A polar bear sow and two cubs are seen on the Beaufort Sea coast within the 1002 Area of the Arctic National Wildlife Refuge.
U.S. Fish and Wildlife Service | Reuters
The Biden administration on Monday reversed a Trump administration plan that would have allowed the government to lease more than two-thirds of the country’s largest swath of public land to oil and gas drilling.
The Bureau of Land Management’s decision will shrink the amount of land available for lease in the National Petroleum Reserve in Alaska, a roughly 23 million acre region that’s home to wildlife like caribou and polar bears.
The decision returns to an Obama administration plan that allows fossil fuel extraction in up to 52% of the reserve, compared to the Trump administration’s effort to open up 82% of the land to drilling.

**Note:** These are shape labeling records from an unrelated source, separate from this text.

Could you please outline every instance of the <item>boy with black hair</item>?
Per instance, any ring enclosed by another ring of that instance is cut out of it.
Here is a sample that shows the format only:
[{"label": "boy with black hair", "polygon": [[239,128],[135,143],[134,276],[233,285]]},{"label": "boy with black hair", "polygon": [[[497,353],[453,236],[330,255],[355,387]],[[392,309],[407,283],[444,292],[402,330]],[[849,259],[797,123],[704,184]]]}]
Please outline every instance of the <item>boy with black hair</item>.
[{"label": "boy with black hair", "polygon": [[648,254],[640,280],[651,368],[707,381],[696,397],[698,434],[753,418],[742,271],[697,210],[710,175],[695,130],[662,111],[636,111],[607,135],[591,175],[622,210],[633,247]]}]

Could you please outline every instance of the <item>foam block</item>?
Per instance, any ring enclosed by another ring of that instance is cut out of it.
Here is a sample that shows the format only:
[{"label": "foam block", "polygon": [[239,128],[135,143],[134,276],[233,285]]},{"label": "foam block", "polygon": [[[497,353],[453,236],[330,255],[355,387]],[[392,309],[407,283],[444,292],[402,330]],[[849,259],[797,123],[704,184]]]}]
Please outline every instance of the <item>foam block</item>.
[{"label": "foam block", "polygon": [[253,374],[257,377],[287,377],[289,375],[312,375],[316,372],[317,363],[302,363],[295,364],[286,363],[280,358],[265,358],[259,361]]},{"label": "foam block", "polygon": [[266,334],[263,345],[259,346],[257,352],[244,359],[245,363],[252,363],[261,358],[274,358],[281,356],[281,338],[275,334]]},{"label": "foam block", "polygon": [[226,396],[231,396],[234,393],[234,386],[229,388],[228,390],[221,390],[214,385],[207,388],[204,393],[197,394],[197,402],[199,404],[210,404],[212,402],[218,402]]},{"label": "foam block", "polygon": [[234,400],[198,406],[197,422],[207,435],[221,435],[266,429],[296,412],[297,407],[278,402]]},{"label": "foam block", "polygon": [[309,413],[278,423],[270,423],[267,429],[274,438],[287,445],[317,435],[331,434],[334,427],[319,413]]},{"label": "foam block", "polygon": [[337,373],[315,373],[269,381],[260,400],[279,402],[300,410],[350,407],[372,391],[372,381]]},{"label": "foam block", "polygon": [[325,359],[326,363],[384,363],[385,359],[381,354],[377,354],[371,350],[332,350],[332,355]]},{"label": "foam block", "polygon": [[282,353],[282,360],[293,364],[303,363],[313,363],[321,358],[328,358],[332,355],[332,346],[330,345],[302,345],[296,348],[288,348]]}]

It will also reinstate some environmental protections for designated areas of the reserve, including Teshekpuk Lake, a wetland complex that is uniquely rich with wildlife.

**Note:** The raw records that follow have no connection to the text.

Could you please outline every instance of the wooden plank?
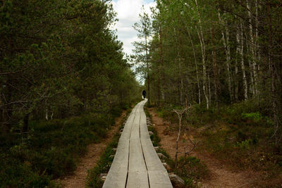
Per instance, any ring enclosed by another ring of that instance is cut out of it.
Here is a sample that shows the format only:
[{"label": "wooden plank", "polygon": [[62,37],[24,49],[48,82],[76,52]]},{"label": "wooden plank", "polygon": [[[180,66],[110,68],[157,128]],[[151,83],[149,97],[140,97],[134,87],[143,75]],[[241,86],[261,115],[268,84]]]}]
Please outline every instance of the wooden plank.
[{"label": "wooden plank", "polygon": [[103,188],[125,187],[128,174],[129,139],[120,139],[113,163]]},{"label": "wooden plank", "polygon": [[173,188],[166,171],[148,171],[150,188]]},{"label": "wooden plank", "polygon": [[151,188],[172,188],[168,174],[149,139],[144,110],[140,110],[140,139]]},{"label": "wooden plank", "polygon": [[125,187],[128,168],[129,138],[137,110],[136,107],[133,109],[123,127],[115,157],[103,184],[103,188]]},{"label": "wooden plank", "polygon": [[125,125],[104,188],[172,187],[149,139],[143,109],[146,102],[135,106]]},{"label": "wooden plank", "polygon": [[148,171],[157,170],[166,172],[166,168],[156,153],[151,140],[149,139],[141,139],[141,144]]},{"label": "wooden plank", "polygon": [[137,107],[134,119],[130,139],[128,177],[126,187],[149,188],[148,175],[143,157],[140,137],[140,104]]}]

The move comes after the number of oil and gas permits approved by the Bureau of Land Management for drilling on public lands declined to its lowest number under the Biden administration earlier this year.
In 1923, former President Warren G. Harding set aside the reserve as an emergency oil supply for the U.S. Navy. In 1976, the Naval Petroleum Reserves Production Act designated the area specifically for oil and gas production and moved it under the authority of the Bureau of Land Management.

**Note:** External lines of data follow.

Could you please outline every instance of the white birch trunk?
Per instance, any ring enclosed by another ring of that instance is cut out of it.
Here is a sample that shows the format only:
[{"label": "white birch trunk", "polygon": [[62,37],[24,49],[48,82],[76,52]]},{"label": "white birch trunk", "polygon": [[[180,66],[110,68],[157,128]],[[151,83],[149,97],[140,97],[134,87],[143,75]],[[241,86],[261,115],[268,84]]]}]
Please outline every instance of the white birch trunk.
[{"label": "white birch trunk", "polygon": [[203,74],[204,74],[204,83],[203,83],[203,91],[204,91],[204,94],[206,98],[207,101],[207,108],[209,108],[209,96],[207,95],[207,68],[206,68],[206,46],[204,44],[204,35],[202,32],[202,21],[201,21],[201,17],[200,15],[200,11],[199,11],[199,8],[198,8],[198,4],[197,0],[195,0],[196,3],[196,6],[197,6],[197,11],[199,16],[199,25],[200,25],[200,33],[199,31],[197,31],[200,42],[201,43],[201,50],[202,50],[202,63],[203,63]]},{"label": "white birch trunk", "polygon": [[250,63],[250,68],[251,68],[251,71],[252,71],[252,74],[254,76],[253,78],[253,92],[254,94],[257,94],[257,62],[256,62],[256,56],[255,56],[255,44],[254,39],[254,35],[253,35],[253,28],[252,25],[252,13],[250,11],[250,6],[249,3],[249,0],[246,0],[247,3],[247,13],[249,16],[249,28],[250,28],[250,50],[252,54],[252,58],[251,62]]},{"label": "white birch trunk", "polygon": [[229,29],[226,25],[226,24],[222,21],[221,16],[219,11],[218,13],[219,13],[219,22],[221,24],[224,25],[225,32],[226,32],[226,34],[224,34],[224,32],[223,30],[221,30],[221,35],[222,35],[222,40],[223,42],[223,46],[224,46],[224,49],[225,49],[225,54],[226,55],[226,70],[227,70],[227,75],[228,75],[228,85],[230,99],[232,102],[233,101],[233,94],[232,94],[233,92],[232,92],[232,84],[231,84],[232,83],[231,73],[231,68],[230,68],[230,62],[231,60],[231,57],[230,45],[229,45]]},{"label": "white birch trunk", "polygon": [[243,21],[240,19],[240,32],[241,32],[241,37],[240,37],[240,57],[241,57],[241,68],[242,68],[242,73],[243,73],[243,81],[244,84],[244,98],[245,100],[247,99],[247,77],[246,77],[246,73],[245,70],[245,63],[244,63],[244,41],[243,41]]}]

The reserve generated more than $56 million in oil and gas lease revenue in 2019, according to the Bureau of Land Management.
Oil and gas production on the reserve has the potential to release over 5 billion metric tons of carbon dioxide into the atmosphere, roughly equivalent to the amount of carbon released in the entire country in 2019, according to the US Energy Information Administration.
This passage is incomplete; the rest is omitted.